If Microsoft/Ecma/et al manage to demonstrate to the ISO member voters that Open XML had even a first round of openness at Ecma, that it has some different use from ODF, if it supports SC34 specs like RELAX NG, and is scrupulous in its partitioning of Windows-specific hooks to another layer or namespace, I don’t see any national body rejecting Open XML, frankly. Microsoft and Ecma still have work to do in this regard, but it is just the standard kind of technical-level education/discussion/wordsmithing/re-alignment that any specification should have. ”
“They are generating lots of media attention, FUD and lobbeying; but it ODF and Open XML both represent a victory for universal, ubiquitous, standard generalized markup, which is what SC 34 is in large part about. I see Gartner has estimated a less than 70% chance of ISO ratifying two XML office formats. What rubbish. I’ll know more next week.
Ultimately, it is not WG1 or SC34 that makes the decision. It is the national votes of each of the voting members of ISO: the national standards organizations like Standards Australia, ANSI, and so on. While local committees may feel that Microsoft has been conspicuous in their absense, so have the other big companies in recent years: the standards participation focus shifted to W3C and OASIS. But these committees are not stacked with anti-Microsoft (or anti-Sun) people, but with organizations who need good interchange and also need an XML retrieval for legacy documents in proprietary formats (.DOC, etc.). So I find it very difficult to agree with Gartner’s 70%; I’d put it the other way, with a 70% likelihood of success, at least.
ISO is not an anti-monopoly court. It is there to help people who want to agree on technology, providing procedures, forums and a publishing house.
But the issue of having two office standards is a fair one. I think all Microsoft needs to do is to distinguish Open XML from ODF adequately and prove that it has a credible alternative constituency who would not be served well by ODF. That there is overlap is immaterial if there is a significant difference.”
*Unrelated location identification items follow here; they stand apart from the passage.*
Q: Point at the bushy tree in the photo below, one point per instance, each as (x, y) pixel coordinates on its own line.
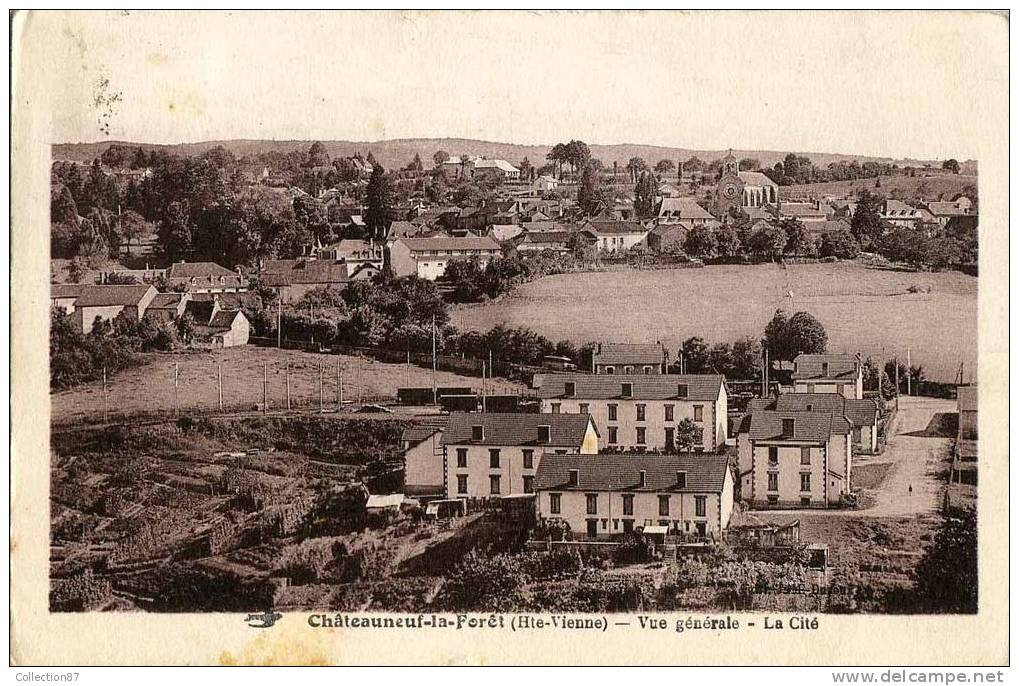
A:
(840, 245)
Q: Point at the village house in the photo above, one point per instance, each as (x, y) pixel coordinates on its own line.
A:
(427, 258)
(544, 183)
(609, 495)
(109, 302)
(615, 236)
(862, 414)
(63, 296)
(682, 211)
(804, 212)
(492, 455)
(829, 373)
(899, 213)
(424, 468)
(291, 279)
(612, 358)
(795, 459)
(641, 412)
(166, 307)
(204, 277)
(219, 326)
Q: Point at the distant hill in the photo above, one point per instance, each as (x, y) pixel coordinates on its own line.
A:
(396, 153)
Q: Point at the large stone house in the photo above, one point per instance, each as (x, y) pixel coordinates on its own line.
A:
(641, 412)
(795, 459)
(609, 495)
(491, 455)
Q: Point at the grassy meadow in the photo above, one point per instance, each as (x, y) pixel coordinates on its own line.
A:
(863, 309)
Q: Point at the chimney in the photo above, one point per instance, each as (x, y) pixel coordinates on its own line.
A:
(574, 477)
(544, 433)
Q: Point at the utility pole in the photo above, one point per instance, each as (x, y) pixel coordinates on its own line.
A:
(106, 401)
(435, 392)
(339, 384)
(287, 386)
(909, 373)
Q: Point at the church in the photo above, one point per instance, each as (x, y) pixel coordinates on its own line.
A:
(742, 189)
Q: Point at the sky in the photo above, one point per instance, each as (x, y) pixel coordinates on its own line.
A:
(895, 85)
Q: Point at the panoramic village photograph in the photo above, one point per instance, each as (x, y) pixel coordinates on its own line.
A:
(471, 376)
(351, 366)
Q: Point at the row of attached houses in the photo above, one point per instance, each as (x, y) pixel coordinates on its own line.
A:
(221, 324)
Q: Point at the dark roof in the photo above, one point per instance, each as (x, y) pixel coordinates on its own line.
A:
(613, 226)
(807, 426)
(66, 289)
(103, 296)
(284, 272)
(811, 366)
(166, 301)
(231, 301)
(224, 319)
(624, 354)
(449, 243)
(516, 428)
(621, 472)
(645, 386)
(197, 270)
(424, 428)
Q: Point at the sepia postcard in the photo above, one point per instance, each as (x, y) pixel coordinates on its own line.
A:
(497, 337)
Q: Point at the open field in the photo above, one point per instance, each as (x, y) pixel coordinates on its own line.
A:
(149, 388)
(866, 310)
(947, 187)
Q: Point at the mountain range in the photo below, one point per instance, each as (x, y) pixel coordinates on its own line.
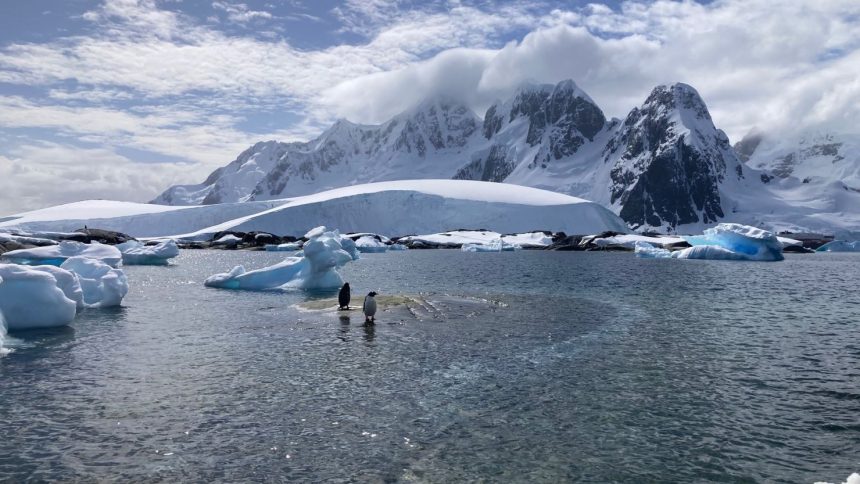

For anyone who has played around with the XML formats, I’m sure you’ve seen that we really took seriously our goal of minimal user impact in the move to default XML formats. This included things like performance (which I’ve already briefly touched when I talked about spreadsheetML, tag lengths, and shared formulas), as well as full compatibility with the existing base of Office documents. I’ve just recently started to show some basic examples of where ODF just doesn’t come through in terms of compatibility, such as with formulas, numbering formats, and highlighting (and these were just the first three things I came across… I have a growing list that I’ll talk about over the coming months).